Although many traditional technologies that have been successfully applied for organic wastewater treatment, mainly include physical [1, 2], biological [3, 4], and chemical methods [5, 6], there still has a much big promotion space for the process efficiency and economy. Since 70's of last century, semiconductor photocatalytic technology is booming and considered to be the most prospective method to resolve enhancing environmental and power source problems [7, 8]. It can transform sunlight to chemical energy to degrade organic pollutants with environment-friendly and no secondary pollution [9, 10]. However, the photogenerated carriers recombination rate of single-component photocatalyst is too fast, which would decrease the light energy utilization and photocatalytic efficiency [11, 12]. Therefore, how to enhance the separation of photogenerated carriers is the key to improve the photocatalyst performance.

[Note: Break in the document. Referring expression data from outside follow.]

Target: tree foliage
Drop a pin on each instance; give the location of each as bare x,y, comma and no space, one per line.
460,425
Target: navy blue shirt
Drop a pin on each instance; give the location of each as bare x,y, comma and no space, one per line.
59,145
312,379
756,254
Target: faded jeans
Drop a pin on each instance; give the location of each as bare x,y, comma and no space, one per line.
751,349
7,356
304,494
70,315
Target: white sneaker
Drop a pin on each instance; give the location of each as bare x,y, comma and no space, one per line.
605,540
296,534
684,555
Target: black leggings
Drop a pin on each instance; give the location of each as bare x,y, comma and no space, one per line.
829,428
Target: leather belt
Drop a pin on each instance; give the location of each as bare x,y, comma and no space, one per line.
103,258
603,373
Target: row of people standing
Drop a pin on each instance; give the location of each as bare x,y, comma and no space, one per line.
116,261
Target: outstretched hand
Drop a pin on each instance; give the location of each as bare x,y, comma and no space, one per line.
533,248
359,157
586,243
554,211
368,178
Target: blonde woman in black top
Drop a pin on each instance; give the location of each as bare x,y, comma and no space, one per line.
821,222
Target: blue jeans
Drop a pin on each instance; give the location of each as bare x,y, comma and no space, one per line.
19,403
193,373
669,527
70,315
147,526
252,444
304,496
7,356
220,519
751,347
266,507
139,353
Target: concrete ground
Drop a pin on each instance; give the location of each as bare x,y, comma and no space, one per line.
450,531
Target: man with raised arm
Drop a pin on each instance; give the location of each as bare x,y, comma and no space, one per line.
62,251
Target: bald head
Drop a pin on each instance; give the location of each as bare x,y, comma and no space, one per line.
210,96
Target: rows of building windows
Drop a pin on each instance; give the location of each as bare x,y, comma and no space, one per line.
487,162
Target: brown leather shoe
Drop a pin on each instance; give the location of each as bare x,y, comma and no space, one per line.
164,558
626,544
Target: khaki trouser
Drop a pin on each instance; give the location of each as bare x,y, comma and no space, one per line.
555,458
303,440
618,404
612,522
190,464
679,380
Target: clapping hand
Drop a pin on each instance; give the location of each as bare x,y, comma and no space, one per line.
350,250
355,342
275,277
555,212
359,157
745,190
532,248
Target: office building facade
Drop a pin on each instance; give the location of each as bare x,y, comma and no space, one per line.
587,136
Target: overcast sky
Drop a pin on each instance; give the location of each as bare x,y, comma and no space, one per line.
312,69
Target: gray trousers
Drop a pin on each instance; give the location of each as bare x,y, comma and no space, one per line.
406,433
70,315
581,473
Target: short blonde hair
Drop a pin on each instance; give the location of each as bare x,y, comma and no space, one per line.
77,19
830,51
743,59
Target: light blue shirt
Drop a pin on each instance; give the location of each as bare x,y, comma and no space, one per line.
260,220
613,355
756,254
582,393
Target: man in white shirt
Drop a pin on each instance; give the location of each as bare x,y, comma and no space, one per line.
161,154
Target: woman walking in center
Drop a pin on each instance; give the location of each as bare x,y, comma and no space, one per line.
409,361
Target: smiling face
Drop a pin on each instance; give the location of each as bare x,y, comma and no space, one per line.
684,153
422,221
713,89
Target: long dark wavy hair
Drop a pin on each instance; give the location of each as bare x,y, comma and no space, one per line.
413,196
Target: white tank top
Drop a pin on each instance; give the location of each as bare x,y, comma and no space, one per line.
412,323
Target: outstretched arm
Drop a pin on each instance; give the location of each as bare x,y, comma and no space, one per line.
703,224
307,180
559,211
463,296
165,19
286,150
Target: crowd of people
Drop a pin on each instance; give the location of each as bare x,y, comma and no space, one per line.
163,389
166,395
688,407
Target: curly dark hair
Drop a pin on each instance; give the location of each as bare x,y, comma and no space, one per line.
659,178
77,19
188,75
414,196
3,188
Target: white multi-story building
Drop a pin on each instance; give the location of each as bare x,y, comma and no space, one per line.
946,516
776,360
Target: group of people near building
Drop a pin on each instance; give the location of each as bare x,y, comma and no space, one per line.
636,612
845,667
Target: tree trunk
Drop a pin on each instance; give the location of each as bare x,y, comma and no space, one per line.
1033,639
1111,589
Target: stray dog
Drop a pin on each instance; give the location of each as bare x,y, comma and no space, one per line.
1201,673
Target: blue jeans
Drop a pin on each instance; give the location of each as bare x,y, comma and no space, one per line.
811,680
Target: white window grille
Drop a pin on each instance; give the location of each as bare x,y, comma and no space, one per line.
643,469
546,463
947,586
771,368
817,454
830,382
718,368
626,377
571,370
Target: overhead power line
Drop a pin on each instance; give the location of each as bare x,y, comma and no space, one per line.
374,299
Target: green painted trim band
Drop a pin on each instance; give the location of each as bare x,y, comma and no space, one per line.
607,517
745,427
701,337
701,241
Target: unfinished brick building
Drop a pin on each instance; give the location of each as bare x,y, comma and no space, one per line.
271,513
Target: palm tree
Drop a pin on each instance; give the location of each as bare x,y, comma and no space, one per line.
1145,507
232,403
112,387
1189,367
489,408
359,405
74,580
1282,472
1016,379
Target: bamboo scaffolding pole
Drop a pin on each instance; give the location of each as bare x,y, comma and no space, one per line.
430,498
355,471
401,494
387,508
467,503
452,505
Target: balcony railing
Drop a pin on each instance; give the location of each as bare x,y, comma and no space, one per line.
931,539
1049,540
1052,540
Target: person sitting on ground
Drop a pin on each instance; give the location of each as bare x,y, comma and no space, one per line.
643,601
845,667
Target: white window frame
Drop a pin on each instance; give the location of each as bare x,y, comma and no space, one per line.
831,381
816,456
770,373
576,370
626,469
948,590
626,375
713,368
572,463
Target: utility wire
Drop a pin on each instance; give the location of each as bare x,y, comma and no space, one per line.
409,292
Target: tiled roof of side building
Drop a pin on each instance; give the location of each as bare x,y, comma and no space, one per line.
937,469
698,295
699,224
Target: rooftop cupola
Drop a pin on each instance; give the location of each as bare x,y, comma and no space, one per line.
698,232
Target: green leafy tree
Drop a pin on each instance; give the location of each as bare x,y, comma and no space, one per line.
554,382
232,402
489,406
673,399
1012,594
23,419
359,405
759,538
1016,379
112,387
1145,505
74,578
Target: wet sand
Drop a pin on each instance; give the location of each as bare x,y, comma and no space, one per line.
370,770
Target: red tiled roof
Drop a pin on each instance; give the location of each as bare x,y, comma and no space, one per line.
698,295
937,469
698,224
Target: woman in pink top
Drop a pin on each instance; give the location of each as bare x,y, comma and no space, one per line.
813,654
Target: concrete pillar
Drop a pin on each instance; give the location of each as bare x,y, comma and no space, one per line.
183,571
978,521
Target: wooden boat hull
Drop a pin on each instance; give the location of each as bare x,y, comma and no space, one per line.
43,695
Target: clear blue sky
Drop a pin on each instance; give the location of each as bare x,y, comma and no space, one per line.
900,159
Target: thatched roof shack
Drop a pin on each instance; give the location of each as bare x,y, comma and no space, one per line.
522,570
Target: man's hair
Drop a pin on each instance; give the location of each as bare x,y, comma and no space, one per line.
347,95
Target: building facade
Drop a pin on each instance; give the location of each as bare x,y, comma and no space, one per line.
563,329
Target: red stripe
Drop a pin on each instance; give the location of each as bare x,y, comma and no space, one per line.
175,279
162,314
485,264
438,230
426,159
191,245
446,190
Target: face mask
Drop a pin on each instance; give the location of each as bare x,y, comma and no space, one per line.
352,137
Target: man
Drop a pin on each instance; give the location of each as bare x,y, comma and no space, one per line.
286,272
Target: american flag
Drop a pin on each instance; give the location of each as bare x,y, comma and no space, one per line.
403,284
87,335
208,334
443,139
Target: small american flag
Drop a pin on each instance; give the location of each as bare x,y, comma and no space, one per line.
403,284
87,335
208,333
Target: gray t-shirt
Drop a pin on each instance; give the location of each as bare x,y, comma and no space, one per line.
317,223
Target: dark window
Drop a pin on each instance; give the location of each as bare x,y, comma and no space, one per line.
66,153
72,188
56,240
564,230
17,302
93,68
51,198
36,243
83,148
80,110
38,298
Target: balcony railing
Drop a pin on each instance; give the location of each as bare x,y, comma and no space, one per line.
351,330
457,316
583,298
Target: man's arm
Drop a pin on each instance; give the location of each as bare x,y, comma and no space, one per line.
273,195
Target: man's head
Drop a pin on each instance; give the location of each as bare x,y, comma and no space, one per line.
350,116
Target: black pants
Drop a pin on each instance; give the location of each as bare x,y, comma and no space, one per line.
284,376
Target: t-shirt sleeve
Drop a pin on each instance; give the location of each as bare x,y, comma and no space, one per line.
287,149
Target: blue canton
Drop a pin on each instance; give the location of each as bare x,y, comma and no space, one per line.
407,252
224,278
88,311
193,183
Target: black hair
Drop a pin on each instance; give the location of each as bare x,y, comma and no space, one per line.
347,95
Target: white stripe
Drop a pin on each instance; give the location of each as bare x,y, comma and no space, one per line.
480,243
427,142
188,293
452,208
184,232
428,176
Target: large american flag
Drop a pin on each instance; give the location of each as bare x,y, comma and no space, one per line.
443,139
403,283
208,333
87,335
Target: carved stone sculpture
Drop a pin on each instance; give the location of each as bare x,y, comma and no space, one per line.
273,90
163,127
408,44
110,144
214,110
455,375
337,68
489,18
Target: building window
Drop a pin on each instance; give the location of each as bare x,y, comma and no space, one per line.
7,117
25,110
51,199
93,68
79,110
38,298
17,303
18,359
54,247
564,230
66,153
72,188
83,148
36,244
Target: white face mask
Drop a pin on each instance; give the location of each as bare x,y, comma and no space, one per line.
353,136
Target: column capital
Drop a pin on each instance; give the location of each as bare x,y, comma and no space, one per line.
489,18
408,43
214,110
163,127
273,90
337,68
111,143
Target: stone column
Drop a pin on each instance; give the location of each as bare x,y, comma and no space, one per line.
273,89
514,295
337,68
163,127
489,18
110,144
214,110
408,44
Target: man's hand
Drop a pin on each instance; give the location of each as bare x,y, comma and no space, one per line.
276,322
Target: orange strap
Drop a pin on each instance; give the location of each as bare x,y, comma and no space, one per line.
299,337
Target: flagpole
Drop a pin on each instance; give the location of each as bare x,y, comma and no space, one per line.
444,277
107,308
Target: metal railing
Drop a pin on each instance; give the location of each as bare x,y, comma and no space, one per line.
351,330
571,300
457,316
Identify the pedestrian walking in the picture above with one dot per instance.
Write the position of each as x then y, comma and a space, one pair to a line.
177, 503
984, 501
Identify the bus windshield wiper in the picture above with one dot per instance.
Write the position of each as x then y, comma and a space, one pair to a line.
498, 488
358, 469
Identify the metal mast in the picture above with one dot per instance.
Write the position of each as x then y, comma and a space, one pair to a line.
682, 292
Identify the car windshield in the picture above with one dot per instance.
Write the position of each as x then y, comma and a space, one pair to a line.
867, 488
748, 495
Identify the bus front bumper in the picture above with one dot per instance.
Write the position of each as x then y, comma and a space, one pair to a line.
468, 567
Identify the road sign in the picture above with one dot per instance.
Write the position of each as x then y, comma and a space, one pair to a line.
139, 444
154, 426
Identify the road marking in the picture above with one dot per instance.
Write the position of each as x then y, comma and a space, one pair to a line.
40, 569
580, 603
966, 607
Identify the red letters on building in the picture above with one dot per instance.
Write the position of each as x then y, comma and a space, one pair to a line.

There are several main strategies for improving the photocatalytic performance of semiconductors: Noble metal deposition , ion doping , and nanocomposites fabrication [15, 16]. In contrast to the former two ways, the preparation of composite semiconductor is to change the transfer path of photogenerated carriers, which would not influence the intrinsic properties of material, and the synthetic method is easy with minimal cost [17, 18]. At present, the transfer mode of photoinduced carriers in composite semiconductors are mainly divided into heterojunctions and Z-scheme . Z-scheme simulates the natural photosynthesis mechanism, usually consisting of a reducing end (PS Ⅰ), an oxidation end (PS Ⅱ), and an electron transporter (PS Ⅰ-R-PS Ⅱ) [20, 21]. Compared with the heterojunction, Z-scheme is more conducive to improve the redox capability of the two semiconductors while suppressing the carrier recombination, but it is usually limited by the band position of semiconductor . Therefore, selecting the band matched semiconductors for hybrid has become an important issue for the Z-scheme method.
BiVO4 is a typical ternary metal oxide, which has a narrower band gap, higher response to visible light, and photochemical stability than conventional TiO2 . The BiVO4 possesses a higher valence band (VB) position, which is appropriate for PS Ⅱ material . On the other hand, ternary indium-based sulfide AInxSy (A = Cu, Ag, Zn, Cd, and Sn) has been extensively studied in the fields of photocatalysis . Among them, the narrow bandgap of ZnIn2S4 stands out among many ternary sulfides because of its good response to visible light, green material composition, and relatively strong photo-corrosion resistance , which are suitable as the PS Ⅰ material. Additionally, the LED light source has low cost and low energy consumption, and its operation is simple and safe, which has attracted much attention recently .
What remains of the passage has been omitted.